By Shannon Magsam, Ladybug’s mom
Ladybug lost a tooth at school the other day (#7) so she received one of those cool little plastic tooth-shaped containers to put it in for safe-keeping. This excitement apparently sparked a conversation amongst the second-graders about the validity of the Tooth Fairy.
And so it was that One of The (Many) Questions I Had Been Dreading was asked.
But she didn’t ask me. I handed the cell phone to her while driving home from school and she asked her dad. I only heard her half of the conversation:
L: “Is the Tooth Fairy real?”
[Me: Oh, crap! I’m glad she’s asking dad instead of me!]
L: Without pausing for a breath or an answer: “Some of my classmates said they don’t believe she’s real. They said it was your mom and dad who put the money under your pillow.”
[Me: What’s he gonna say? What’s he gonna say?]
Still no pause or expectation of an answer, apparently. Then the big one:
“They also said there’s no Santa Claus.”
Dun, dun, DUNNNNNN.
L: “I told them what we know about him. I told them there was hay right outside our door on Christmas Eve. They said ‘you must have a horse – because it wasn’t a reindeer at your house.’
“They were being very mean.”
By the time their conversation was over, my husband had neither confirmed nor denied the question(s). He just let her get it out of her system, then she moved on to another topic. That’s something I like about having a chatty girl.

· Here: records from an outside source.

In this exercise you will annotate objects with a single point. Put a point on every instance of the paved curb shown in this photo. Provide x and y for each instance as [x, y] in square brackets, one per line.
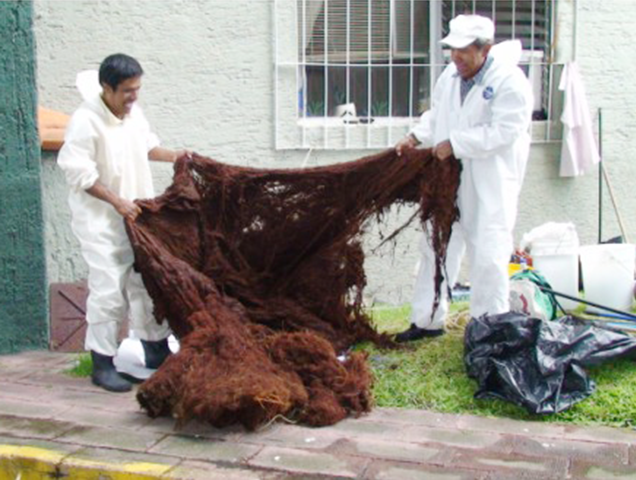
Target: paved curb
[55, 426]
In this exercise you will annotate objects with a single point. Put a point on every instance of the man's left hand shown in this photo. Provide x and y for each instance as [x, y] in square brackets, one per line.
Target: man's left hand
[443, 150]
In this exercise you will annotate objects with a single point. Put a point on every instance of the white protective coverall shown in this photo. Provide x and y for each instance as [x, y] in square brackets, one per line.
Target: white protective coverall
[489, 133]
[100, 146]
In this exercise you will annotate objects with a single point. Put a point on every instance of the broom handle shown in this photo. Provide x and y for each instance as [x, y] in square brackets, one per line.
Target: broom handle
[587, 302]
[618, 213]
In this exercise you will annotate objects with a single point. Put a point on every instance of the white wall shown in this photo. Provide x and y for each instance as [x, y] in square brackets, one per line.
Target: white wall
[209, 87]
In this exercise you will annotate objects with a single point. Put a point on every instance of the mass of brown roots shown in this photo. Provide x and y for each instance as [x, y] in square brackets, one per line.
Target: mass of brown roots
[259, 273]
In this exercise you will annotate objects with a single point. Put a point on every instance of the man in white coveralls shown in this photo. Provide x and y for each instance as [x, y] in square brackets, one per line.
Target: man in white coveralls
[480, 114]
[105, 156]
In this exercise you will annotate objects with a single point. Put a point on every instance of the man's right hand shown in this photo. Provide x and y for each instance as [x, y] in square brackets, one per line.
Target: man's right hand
[406, 143]
[127, 209]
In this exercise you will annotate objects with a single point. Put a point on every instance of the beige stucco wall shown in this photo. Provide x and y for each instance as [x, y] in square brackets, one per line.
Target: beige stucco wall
[209, 86]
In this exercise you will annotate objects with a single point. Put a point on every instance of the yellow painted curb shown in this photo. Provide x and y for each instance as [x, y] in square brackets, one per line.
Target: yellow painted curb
[33, 463]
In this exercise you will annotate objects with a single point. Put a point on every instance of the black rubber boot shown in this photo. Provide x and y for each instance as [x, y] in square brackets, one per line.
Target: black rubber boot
[155, 352]
[416, 333]
[105, 376]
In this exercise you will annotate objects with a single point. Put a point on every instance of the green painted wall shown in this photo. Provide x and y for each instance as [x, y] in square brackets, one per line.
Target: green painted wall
[23, 293]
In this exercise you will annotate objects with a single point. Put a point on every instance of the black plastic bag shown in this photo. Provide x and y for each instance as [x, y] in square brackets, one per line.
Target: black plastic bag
[539, 365]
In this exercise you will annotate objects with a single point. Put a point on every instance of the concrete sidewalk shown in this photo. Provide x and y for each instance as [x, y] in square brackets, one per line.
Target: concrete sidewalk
[56, 426]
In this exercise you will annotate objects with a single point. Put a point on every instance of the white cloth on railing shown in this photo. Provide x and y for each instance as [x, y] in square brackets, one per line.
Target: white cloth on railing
[579, 152]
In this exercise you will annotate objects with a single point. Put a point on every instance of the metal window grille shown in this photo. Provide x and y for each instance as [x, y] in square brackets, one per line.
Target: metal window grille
[358, 73]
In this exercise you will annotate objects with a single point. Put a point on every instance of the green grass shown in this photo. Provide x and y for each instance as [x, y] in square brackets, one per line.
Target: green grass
[431, 375]
[83, 366]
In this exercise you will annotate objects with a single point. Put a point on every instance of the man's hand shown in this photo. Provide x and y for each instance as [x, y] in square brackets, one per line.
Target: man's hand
[406, 143]
[443, 150]
[180, 154]
[160, 154]
[127, 209]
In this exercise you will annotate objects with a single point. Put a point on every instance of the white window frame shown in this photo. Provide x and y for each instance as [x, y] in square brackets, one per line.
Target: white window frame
[294, 129]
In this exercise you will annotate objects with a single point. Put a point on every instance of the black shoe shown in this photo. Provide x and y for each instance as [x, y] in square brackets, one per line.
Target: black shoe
[105, 376]
[155, 352]
[416, 333]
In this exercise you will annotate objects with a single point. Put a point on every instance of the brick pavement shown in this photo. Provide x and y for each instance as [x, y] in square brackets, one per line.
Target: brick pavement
[56, 426]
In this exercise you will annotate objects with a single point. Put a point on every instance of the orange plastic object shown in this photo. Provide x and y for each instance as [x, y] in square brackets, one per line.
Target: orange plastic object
[51, 126]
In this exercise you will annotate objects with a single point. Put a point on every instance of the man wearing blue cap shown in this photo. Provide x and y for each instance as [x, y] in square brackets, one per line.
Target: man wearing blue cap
[480, 113]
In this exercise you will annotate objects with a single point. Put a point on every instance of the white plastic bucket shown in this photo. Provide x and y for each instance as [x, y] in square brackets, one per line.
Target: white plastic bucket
[560, 267]
[555, 254]
[608, 275]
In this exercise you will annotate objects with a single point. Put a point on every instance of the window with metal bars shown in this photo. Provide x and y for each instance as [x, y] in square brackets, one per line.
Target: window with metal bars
[383, 56]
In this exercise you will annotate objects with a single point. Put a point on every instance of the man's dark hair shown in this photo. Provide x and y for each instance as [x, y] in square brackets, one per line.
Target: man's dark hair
[118, 67]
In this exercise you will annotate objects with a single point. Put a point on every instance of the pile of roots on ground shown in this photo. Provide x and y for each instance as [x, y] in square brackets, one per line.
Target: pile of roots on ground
[259, 273]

After we got home, my husband called me, super indignant. We talked about what we should say if she asked again, point blank, and really seemed to want a real answer. We decided we’d have to tell her the truth at this age. And we will if she sincerely asks and wants to know.
I thought maybe I’d go with the mysterious phrase my friend Darlene told her son when he first questioned the existence of jolly old St. Nick: “If you don’t believe, you don’t receive….” That might hold her for a bit longer. I waited all evening, expecting her to ask for clarification on this whole Tooth Fairy/Santa thing.
It got to be bedtime, though, and she never brought it up again.
So the magic lives on, for at least a little while longer, in our household. She put the tooth under her pillow with a special note, fully expecting a tiny fairy to float in and snag her tooth, leave money and continue adding on to that tooth castle in the sky. (Fellow second-graders are notoriously untrustworthy you know.)
My husband was still annoyed about the kid who spilled the beans right up to the time we went to bed.
“I’d like to smack that kid,” he said.
I had to laugh. Protective daddies are so sexy.
This made me giggle and wince, all at the same time.
I’m glad you kept the mystery alive for a while longer.